The vehicles include a 16-seater Hi-ace van for the training unit and a four-wheel drive van for the Armoury.
Police Commissioner Egon Keil was pleased to receive the assistance describing it as a convenience to the many efforts in place by the Ministry of Police.
"The van will make travelling for our training team much easier and affordable," Commissioner Keil said.
"For the first time they will be able to travel as a team to their duties whether in Savaii or in a rural village here in Upolu.
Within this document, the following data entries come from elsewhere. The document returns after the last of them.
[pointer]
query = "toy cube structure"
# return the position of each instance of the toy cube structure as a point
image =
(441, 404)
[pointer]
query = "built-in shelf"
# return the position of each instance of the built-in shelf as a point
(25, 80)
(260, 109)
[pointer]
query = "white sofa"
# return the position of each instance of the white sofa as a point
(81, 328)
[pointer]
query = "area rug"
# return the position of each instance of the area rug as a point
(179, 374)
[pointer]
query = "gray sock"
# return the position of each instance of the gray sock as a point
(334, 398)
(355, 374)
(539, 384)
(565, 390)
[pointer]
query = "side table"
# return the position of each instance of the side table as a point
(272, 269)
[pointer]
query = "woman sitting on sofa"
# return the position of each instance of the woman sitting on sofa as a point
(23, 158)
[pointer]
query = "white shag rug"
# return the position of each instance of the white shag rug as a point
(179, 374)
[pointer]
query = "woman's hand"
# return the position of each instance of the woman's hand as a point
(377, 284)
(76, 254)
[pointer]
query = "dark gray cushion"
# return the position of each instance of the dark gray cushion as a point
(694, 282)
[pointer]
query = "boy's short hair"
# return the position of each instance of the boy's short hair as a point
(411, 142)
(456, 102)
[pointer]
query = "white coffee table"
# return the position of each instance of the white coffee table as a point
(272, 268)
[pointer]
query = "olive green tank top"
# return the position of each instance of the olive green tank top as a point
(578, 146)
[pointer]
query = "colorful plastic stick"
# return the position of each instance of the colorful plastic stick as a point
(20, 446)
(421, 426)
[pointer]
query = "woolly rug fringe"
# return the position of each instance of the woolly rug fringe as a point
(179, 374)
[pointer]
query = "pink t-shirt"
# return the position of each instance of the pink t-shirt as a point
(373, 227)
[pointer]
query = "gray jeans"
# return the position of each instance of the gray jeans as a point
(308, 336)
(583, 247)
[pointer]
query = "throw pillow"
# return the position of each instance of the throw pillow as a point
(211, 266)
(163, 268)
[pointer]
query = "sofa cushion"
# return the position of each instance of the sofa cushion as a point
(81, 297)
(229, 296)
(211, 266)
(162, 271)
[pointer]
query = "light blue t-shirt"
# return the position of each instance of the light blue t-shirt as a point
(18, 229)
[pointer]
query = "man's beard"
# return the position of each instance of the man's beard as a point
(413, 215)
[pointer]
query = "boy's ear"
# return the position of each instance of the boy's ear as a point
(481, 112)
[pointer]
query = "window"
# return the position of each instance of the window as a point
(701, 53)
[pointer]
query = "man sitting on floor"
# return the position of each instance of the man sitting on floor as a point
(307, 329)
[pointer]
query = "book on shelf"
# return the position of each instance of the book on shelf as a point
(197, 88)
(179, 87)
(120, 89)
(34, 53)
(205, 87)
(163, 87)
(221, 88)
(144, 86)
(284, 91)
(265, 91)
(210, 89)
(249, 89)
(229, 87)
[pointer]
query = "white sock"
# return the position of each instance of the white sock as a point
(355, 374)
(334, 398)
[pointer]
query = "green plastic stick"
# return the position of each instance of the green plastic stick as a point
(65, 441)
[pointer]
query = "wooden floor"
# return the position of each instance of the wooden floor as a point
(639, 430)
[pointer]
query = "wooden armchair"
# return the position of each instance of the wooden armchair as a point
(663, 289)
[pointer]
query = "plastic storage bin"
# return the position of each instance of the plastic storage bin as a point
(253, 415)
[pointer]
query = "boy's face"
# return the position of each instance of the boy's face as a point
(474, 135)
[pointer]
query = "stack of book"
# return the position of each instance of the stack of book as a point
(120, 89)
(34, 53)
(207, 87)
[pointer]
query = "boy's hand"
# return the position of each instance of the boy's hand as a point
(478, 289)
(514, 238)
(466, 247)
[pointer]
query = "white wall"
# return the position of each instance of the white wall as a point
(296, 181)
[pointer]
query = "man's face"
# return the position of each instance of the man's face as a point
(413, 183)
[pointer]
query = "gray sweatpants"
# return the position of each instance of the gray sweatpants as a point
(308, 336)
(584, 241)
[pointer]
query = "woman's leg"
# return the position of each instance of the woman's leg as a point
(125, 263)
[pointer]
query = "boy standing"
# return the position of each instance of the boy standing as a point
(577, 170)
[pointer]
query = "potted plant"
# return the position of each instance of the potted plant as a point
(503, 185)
It doesn’t only make travelling easy but help improve team morale," he added.
The armoury team, which is responsible for the confiscation, registration and storing of firearms has been busy for the last couple of months.
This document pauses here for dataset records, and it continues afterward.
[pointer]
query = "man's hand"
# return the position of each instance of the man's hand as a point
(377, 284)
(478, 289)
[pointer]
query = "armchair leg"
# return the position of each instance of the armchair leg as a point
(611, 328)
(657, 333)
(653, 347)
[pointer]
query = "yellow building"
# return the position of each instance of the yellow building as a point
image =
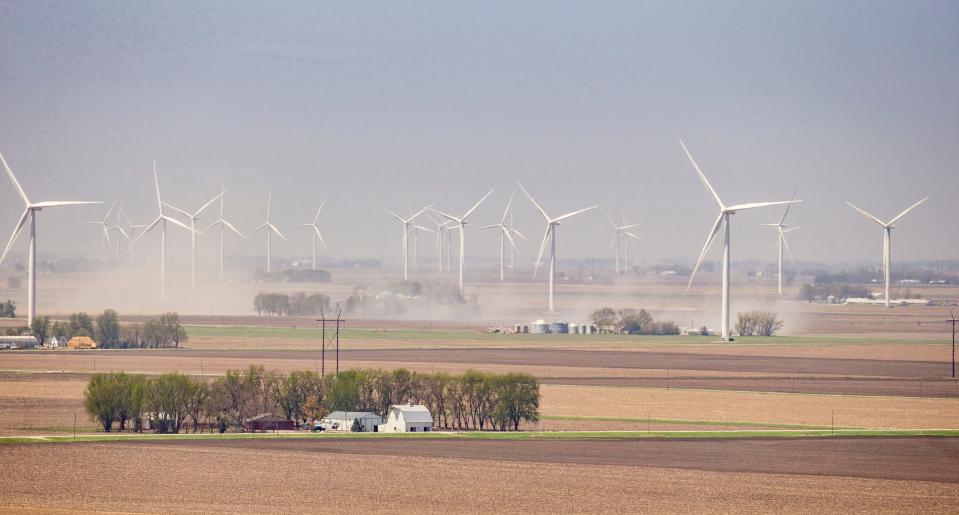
(81, 342)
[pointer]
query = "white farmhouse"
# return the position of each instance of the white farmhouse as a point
(407, 418)
(344, 420)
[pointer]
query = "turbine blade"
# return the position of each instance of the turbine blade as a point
(148, 229)
(702, 177)
(208, 204)
(234, 229)
(509, 237)
(867, 215)
(319, 235)
(16, 232)
(542, 248)
(709, 242)
(574, 213)
(13, 179)
(786, 211)
(530, 197)
(394, 215)
(55, 203)
(174, 221)
(509, 203)
(754, 205)
(476, 205)
(910, 208)
(178, 210)
(611, 222)
(445, 215)
(278, 233)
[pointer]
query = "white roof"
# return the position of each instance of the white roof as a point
(414, 412)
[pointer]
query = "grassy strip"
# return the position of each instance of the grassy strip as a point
(280, 331)
(688, 422)
(527, 435)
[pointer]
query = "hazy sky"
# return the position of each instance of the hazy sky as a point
(384, 103)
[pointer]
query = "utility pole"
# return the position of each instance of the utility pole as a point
(323, 320)
(953, 321)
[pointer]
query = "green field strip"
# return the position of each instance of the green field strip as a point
(494, 435)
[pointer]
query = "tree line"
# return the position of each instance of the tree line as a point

The team confiscated 322 guns, both legal and illegal in Samoa during a gun amnesty last December, a feat the commissioner called a success.
The last gun amnesty that was held before Commissioner Keil’s team went out, lasted an entire year, but only gathered a little more than a hundred guns.
However, there are still some challenges faced by the arms unit despite their recent success.
"The 4×4 Ford Ranger, will make traversing to the outback side of the country much easier when the arms unit are on missions to gather weapons," said Commissioner Keil.
"Before, citizens had to bring in their rifles and firearms their way, and it was time consuming and hard. But with this vehicle, our arms unit will have the ability to go any distance anywhere to complete the task at hand," he added.
The two vehicles are only a part of the continuous support by AFP. They also funded and provided bikes and police technical equipment earlier in the year, to help with the police traffic sector.